[Date Prev][Date Next][Thread Prev][Thread Next][Date Index][Thread Index]

Re: english names for symbolic SREs

This page is part of the web mail archives of SRFI 115 from before July 7th, 2015. The new archives for SRFI 115 contain all messages, not just those from before July 7th, 2015.

On 11/27/2013 7:37 AM, John Cowan wrote:
> Alex Shinn scripsit:
>> It was John who insisted that the names be added, and John
>> who came up with most of the new names, so I'm assuming
>> he genuinely wants them.
> I do, though I didn't come up with the idea and in fact was initially
> against having more than one way to do it, but you convinced me otherwise.
> I think the long names are more self-documenting, more Schemey, and
> will make SREs more accessible to people who find string REs an
> abomination of the outer darkness.

Hypothetically, lets say that this SRFI specifies a new regular 
expression syntax called NRE. It should be straightforward to transform 
SREs into NREs. The existing SRE implementations (IrRegex and SCSH) can 
provide a procedure sre->nre which people with existing SREs can use and 
their code is not gratuitously left behind.

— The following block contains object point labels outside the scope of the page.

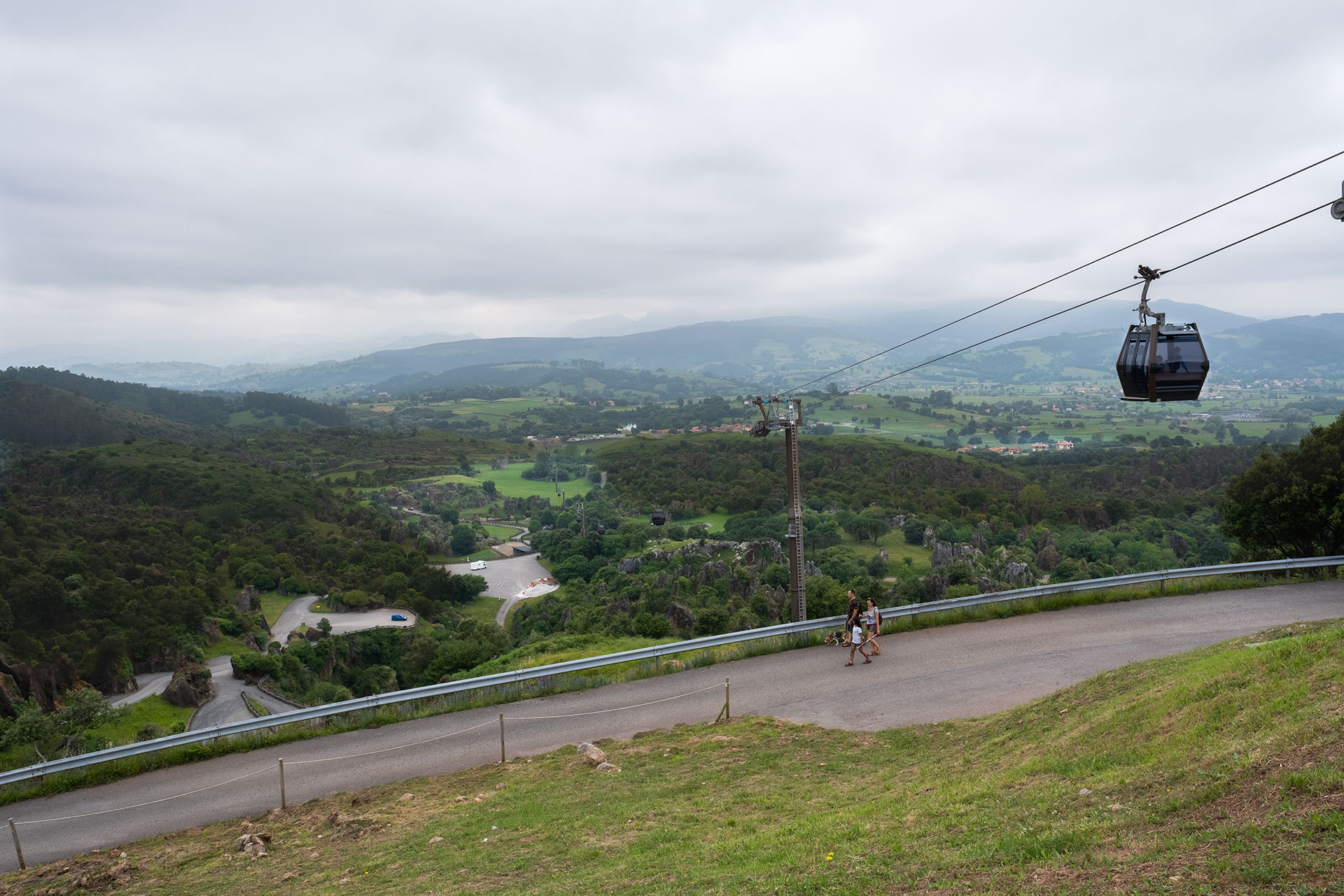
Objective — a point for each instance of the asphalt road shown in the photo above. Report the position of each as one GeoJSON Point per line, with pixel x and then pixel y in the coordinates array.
{"type": "Point", "coordinates": [510, 580]}
{"type": "Point", "coordinates": [227, 704]}
{"type": "Point", "coordinates": [921, 678]}
{"type": "Point", "coordinates": [151, 682]}
{"type": "Point", "coordinates": [300, 613]}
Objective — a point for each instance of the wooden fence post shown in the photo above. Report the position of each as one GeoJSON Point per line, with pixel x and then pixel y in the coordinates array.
{"type": "Point", "coordinates": [14, 832]}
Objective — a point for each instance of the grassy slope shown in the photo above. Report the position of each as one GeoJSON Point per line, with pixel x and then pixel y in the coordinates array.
{"type": "Point", "coordinates": [1219, 771]}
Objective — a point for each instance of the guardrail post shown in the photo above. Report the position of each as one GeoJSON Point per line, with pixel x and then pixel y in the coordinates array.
{"type": "Point", "coordinates": [14, 832]}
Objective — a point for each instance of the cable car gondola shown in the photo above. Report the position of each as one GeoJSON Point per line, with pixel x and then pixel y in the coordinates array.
{"type": "Point", "coordinates": [1160, 362]}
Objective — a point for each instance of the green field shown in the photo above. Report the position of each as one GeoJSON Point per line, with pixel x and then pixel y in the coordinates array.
{"type": "Point", "coordinates": [510, 482]}
{"type": "Point", "coordinates": [1217, 771]}
{"type": "Point", "coordinates": [273, 603]}
{"type": "Point", "coordinates": [151, 710]}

The problem with providing both short names and long names is that when 
I write SREs I can just use the long names, but when I read other 
peoples SREs, then I potentially still need to know both.

SREs not only take the existing short names from PCREs, but they added more.

(: <sre1> <sre2> ...) means match <sre1> and <sre2> and ... Scheme 
already has an operator that means and.
($ <sre> ...) means numbered submatch. In PCREs, $ means match the end 
of the line.
(=> <name> <sre> ...) means named submatch. In Scheme this means call 
the procedure on the result of evaluating test.
(/ <range-spec> ...) means ranges. In Scheme / already means divide.
(~ <cset-sre> ...) means complement of union. If you are a C or C++ 
programmer, then this makes sense.
(= <n> <sre> ...) means match <n> times. As a Scheme programmer, I read 
that as <n> equals <sre> equals ...
(>= <n> <sre> ...) means match <n> or more times. As a Scheme 
programmer, I read that as <n> greater than or equal <sre> greater than 
or equal ...
(** <n> <m> <sre> ...) means match <n> to <m> times. I remember it as 
the Fortran exponential operator, but it has been a long time since I 
programmed in Fortran.

This is embarrassing. Does this example from the specification really 
look like Scheme? (regexp-matches '(* (& (/ "az") (~ ("aeiou")))) "xyzzy")

I feel like I have gone into an Apple store and tried to convince 
everyone that they should be running Microsoft Windows.